Egemen, Hale'nin bu davranışlarına anlam veremiyordu. Abisiyle evlenmeden önce ki Hale'nin yerine başka biri gelmişti. Ne olursa olsun abisinin yanında olmak isteyen, önüne gelen herkese düşman kesilen kadınlardan olmuştu.

Tüm bunlar olup biterken Eylül kollarında ki ve vücudunda ki iğnelerden kalan izlere baktı. Olup bitenlerin son derece hızlı olduğunun farkındaydı. Gelecek adına düşünmek ve kendini bir nebze olsun rahatlatmak istiyordu.

-Kollarına ne oldu?

Dolunay'ın içeri girmesiyle kollarını kapatarak oturuşunu düzeltti.

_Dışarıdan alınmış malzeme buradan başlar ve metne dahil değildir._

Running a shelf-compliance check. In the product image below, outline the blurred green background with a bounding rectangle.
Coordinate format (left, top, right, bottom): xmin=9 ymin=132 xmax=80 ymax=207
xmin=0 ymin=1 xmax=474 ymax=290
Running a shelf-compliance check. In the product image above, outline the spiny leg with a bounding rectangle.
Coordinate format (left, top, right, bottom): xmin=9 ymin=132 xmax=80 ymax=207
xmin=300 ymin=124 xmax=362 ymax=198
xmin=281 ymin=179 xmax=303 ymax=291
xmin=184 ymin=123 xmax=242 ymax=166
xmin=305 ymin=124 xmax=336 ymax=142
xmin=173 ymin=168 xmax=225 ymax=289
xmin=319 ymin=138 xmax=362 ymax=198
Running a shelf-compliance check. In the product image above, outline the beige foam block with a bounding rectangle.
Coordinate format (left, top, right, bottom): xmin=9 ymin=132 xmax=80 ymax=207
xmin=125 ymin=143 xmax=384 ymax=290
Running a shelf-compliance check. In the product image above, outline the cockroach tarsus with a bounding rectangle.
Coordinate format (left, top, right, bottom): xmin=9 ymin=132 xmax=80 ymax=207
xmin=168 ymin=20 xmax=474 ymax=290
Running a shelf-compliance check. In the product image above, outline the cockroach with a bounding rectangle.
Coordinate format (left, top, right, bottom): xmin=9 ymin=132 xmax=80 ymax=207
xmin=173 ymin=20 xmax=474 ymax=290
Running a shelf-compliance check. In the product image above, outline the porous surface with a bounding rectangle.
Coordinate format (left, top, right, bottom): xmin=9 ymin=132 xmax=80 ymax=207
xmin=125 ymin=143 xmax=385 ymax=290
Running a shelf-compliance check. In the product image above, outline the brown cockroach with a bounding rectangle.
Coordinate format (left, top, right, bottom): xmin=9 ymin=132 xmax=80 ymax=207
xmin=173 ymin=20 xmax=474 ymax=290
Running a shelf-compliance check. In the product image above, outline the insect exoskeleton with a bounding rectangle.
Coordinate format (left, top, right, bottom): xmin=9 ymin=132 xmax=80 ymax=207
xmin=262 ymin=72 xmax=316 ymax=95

-Taşıyıcı annelik yapmaya karar verdim.

Dolunay ve Deniz duydukları cümleyle aynı anda bağırdı.

-Ne?

Eylül kolunu açarak onlara gösterdi.

-Bu da o iğnelerden kalanlar.

Gizlilik anlaşması imzalamadıkları gibi arkadaşlarından bunu saklamasının da anlamı yoktu. Eninde sonunda - karnı burnuna geldiğinde - onlar da anlayacaktı. Şimdi öğrenmeleri başına ileri de gelebilme ihtimali olan şeyler için ufak bir önlem olurdu.

-Nasıl yani?

Dolunay yanına gelerek koltuğa oturdu.

-Barda gördüğünüz daha doğrusu gördüğümüz, beni peşinden sürükleyen adamı hatırlıyor musunuz?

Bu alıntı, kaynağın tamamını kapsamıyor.